Nia Griffith Image caption Nia Griffith said there was ‘absolutely’ a need to apologise

A senior member of Jeremy Corbyn’s team has said he should apologise to the UK’s Jewish community after the chief rabbi criticised how the party deals with anti-Semitism claims.

Nia Griffith, who was Labour’s defence spokeswoman, said the party’s handling of the issue “is a shame on us”.

She told a BBC Wales election debate the party had not been effective as it should have been in dealing with it.

Earlier, Mr Corbyn declined to apologise.

Chief Rabbi Ephraim Mirvis claimed “a new poison – sanctioned from the very top – has taken root” in Labour.

In a BBC interview with Andrew Neil, the Labour leader was asked four times whether he would like to apologise.

Mr Corbyn said his government would protect “every community against the abuse they receive”.

Image Copyright @WalesPolitics @WalesPolitics


Twitter post by @WalesPolitics: #WalesLive Nia Griffith on antisemitism in the Labour Party  Image Copyright @WalesPolitics @WalesPolitics

Ms Griffith, asked in a TV debate in Pembrokeshire, said: “Jeremy Corbyn has agreed to meet the chief rabbi.

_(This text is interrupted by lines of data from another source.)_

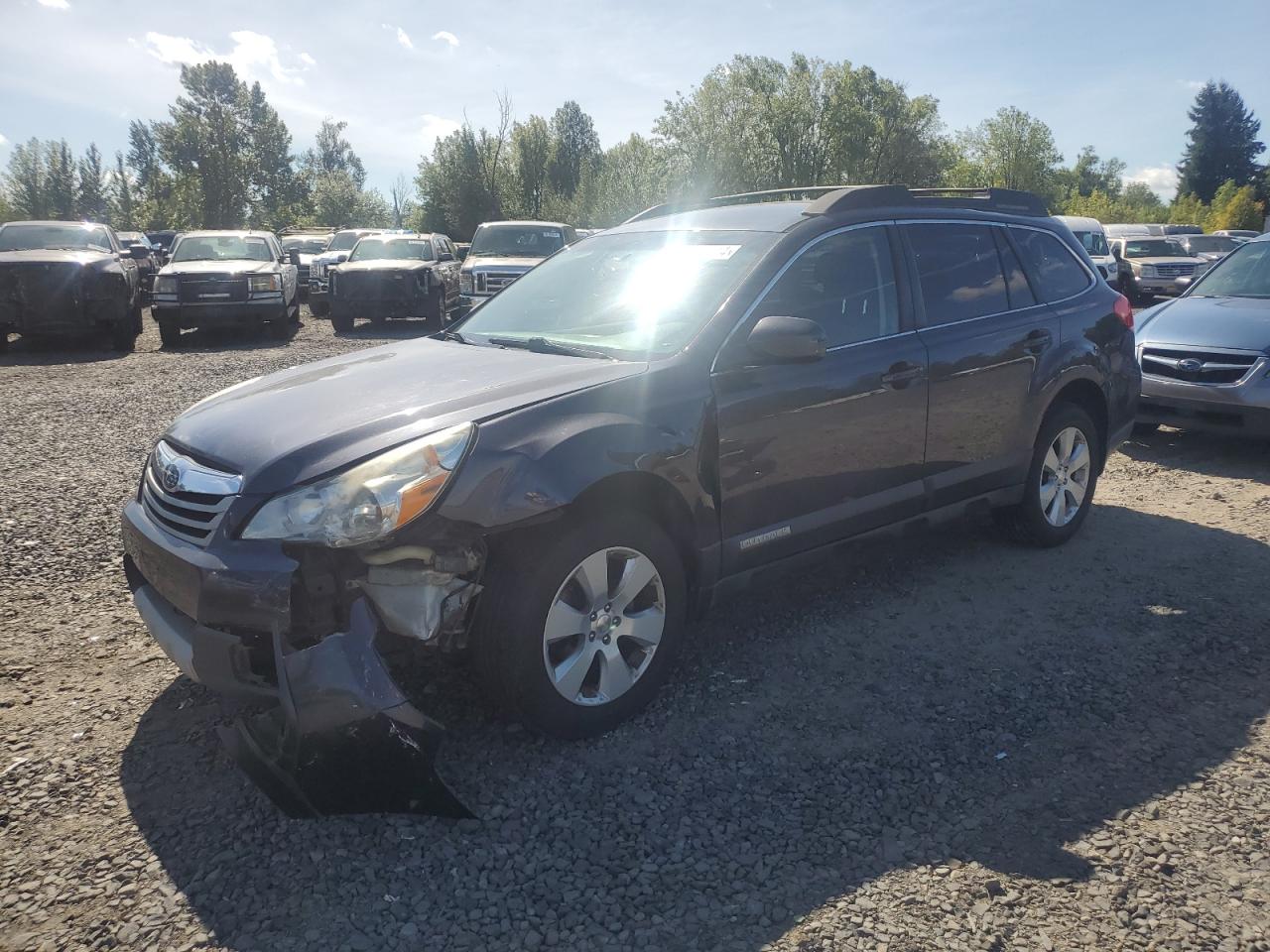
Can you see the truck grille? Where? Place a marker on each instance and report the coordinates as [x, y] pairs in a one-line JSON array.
[[1198, 366], [493, 282], [187, 515], [212, 290]]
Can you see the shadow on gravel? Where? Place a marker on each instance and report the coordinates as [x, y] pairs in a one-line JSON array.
[[945, 697], [1206, 453]]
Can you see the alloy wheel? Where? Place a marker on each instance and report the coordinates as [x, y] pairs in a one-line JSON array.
[[603, 626], [1065, 476]]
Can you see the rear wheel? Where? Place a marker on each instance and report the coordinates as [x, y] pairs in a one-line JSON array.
[[576, 631], [1061, 480], [169, 333]]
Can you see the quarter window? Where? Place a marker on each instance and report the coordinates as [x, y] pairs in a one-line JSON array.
[[846, 284], [959, 271], [1055, 270]]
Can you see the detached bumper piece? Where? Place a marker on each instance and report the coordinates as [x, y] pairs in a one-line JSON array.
[[343, 738]]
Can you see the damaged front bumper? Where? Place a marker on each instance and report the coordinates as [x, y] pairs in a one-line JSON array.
[[338, 735]]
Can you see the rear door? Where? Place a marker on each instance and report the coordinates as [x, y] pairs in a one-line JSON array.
[[987, 335], [813, 452]]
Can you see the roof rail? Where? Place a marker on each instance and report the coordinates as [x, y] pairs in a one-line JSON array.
[[837, 199]]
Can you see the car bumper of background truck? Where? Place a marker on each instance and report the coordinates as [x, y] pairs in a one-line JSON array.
[[338, 735]]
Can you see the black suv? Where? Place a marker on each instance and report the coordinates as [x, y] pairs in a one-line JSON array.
[[566, 477]]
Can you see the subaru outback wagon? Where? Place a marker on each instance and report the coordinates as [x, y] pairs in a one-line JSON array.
[[566, 477]]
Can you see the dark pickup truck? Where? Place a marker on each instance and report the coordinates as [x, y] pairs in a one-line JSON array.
[[62, 280], [226, 278], [395, 276]]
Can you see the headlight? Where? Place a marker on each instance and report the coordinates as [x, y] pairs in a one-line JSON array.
[[367, 502], [262, 284]]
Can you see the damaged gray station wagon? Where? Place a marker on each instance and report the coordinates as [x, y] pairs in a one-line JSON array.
[[566, 477]]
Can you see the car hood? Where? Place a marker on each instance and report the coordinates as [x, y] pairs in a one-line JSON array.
[[45, 255], [302, 422], [500, 264], [227, 267], [382, 264], [1238, 322]]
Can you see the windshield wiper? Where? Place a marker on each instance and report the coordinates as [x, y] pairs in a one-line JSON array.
[[543, 345]]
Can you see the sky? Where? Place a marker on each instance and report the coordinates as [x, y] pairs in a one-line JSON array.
[[403, 72]]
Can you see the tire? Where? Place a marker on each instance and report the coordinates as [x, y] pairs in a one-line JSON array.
[[534, 580], [169, 333], [1039, 521]]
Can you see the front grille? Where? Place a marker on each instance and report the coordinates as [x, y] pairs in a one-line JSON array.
[[212, 290], [1198, 366], [493, 282], [185, 513]]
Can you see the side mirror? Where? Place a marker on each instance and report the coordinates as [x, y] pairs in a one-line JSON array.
[[788, 339]]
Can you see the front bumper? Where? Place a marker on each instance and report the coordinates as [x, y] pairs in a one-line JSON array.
[[339, 737], [245, 312], [1234, 409]]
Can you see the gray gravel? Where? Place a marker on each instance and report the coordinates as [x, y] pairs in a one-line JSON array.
[[945, 743]]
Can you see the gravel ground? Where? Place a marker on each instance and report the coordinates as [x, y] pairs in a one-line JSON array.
[[942, 743]]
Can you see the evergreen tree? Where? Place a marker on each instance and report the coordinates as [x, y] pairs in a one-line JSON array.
[[1222, 144]]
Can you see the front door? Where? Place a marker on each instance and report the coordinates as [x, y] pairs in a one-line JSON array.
[[813, 452]]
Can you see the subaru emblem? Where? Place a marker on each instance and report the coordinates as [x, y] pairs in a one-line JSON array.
[[172, 477]]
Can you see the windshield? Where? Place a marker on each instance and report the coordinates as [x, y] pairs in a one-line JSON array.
[[1242, 273], [631, 295], [1211, 243], [221, 248], [394, 249], [1095, 241], [516, 241], [1153, 248], [305, 245], [28, 236], [343, 241]]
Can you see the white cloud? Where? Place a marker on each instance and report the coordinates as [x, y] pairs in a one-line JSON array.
[[1161, 179], [435, 127], [253, 56]]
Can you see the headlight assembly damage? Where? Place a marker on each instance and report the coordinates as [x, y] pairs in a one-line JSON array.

“And I would say absolutely that we need to apologise to our colleagues in my own party who have been very upset but to the whole of the Jewish community as well, that we have not been as effective as we should have been in dealing with this problem.

“It is a shame on us, it really is, and it’s something I’m very, very ashamed of and it’s something we must absolutely put right.”

Image caption A live BBC Wales debate was held in Haverfordwest on Tuesday night

The BBC Wales Live debate, from Haverfordwest, also had questions from the audience on Brexit, poverty and struggling families, climate change and trust in politicians.

James Wells MEP, for the Brexit Party, said 4,000 food parcels handed out to children doing school holidays in Wales showed there was a problem – and there needed to be review of universal credit and an end to delays. “The roll-out of the universal credit system has been a disaster. It needs to be reformed.” But he said talk of negative effects from a no-deal Brexit was “scare-mongering”.

Plaid Cymru’s Liz Saville-Roberts said Wales was at the bottom of too many league tables – and the party would like to “get to grips” with child poverty – and called for a Welsh children’s allowance of £35 a week.

David TC Davies for the Conservatives said he totally accepted that poverty existed and would never be complacent about it.